Saturday, Aug. 27: President Bush declares a state of emergency in Louisiana. White House says FEMA officials are coordinating with authorities in Florida, Mississippi, Louisiana and Alabama, and have supplies ready. Authorities advise Gulf Coast evacuation.
Sunday: Bush declares emergencies for Mississippi, Florida and Alabama. Evacuations ordered for New Orleans. Evacuation orders are also posted along the Mississippi and Alabama coasts, and in barrier islands of the Florida Panhandle. FEMA moves supplies from centers in Atlanta and Denton, Texas, to areas closer to where authorities think the storm will create a need. Monday: Katrina comes ashore between New Orleans and Biloxi, Miss., inundating large areas of Louisiana, Mississippi and Alabama.

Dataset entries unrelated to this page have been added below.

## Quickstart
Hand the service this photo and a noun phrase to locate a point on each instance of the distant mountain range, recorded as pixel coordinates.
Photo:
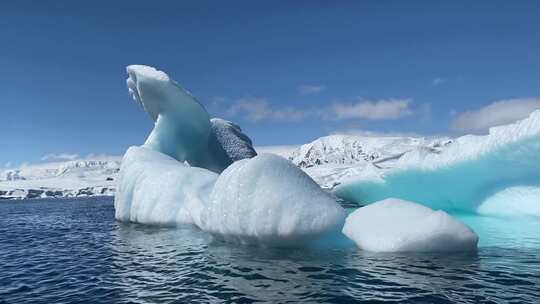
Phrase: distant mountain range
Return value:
(329, 160)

Tuesday: Medical disaster teams from across the country deployed. The Red Cross sends 185 emergency vehicles. President Bush cuts short his vacation.
Wednesday: An additional 10,000 National Guard troops begin pouring into the Gulf Coast, bringing the number of troops to more than 28,000. This may be the largest military response to a natural disaster. The Navy sends four ships with supplies, while medical disaster teams and Red Cross workers converge on the Gulf Coast region.
Thursday: New Orleans descends into anarchy. FEMA director Michael Brown says the agency was unaware of 15,000 people seeking shelter in the convention center. By evening, 11 hours after the military began evacuating the Superdome, the arena's population is 10,000 more than at dawn. FEMA says some operations suspended because of gunfire, but it's working to feed people and restore order.